Study of the Effect of Intravenous AVE0005 (VEGF Trap) in Advanced Ovarian Cancer Patients With Recurrent Symptomatic Malignant Ascites

November 30, 2012 updated by: Sanofi

A Multicenter, Randomized, Double-blind, Placebo-controlled, Parallel-arm Study of the Effect of Intravenous Aflibercept Administered Every 2 Weeks in Advanced Ovarian Cancer Patients With Recurrent Symptomatic Malignant Ascites

This study was designed to characterize the effect of aflibercept in participants with advanced chemoresistant ovarian cancer.

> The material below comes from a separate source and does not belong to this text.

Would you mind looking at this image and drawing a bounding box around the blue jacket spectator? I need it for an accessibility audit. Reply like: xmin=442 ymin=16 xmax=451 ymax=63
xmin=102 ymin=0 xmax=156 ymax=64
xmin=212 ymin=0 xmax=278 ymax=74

Primary objective: Compare the effect of aflibercept (ziv-aflibercept, AVE0005, VEGF trap, ZALTRAP®) to placebo treatment on repeat paracentesis in symptomatic malignant ascites in participants with advanced ovarian cancer

Secondary objectives: Safety, tolerability, paracentesis-related parameters, participant-reported outcome.

Study Overview

Status

Completed

Conditions

Intervention / Treatment

Detailed Description

The study included:

  • A Thirty (30)-day screening phase
  • The double blind treatment period for a minimum of 60 days. Day 1 of the double-blind treatment period was defined as the date of the qualifying paracentesis (ie, withdrawal of >= 1 Liter of ascitic fluid). Participants were randomized after adequate recovery from the qualifying paracentesis (The first dose was administered on Day 1 or Day 2).
  • The optional open-label extension (until treatment discontinuation criteria were met)
  • A posttreatment follow-up phase lasting 60 days.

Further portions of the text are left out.